Zaterdag was het eindelijk zover. Ze wilde zeker dat rode jurkje aan, met haar 'gouden' vestje erover. En de haren mochten eens gekamd worden: "chique madame, zal mijn mama zeggen" dagdroomde ze luidop. Het op school geknutselde eindejaarscadeau stond al 2 dagen goed opzichtig op tafel. Om het zeker niet te vergeten. (Oh ja: 2 dagen voor de kerstvakantie vroeg ze me achteloos of ik er ook eentje wilde, want "het cadeau is voor mijn mama. Maar als je echt wilt, zal ik er ook 1 voor jou maken" en ze haalde ondertussen achteloos haar schouders op. Belangrijk kan dat niet zijn, in haar igen, want ik ben haar mama toch niet?)

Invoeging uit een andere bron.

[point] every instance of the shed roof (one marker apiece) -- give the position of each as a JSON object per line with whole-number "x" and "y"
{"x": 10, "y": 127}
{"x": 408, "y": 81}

Een half uur te vroeg was ze niet meer te houden. Ik kon het nog een kwartiertje rekken, maar dan moesten we echt vertrekken. Ook al omdat we niets wisten van het bus- en treintraject van mama en we dus geen idee hadden met welke bus ze er zou kunnen geraken. Gelukkig is de bezoekruimte gekend en was het speelgoed snel gevonden. Bij elke keer dat de bel ging, keek ze vol verwachting naar de deur. "Nu zal het mijn mama zijn". Telkens was het bezoek voor iemand anders
Na een half uurtje zag ik de twijfel in haar gezichtje. "Mijn mama had hier nu toch al moeten zijn?" Maar ik wist het ook niet. We besloten nog te wachten, want wij waren ten slotte ook wel wat te vroeg gekomen. De spanning werd haast ondraaglijk voor haar.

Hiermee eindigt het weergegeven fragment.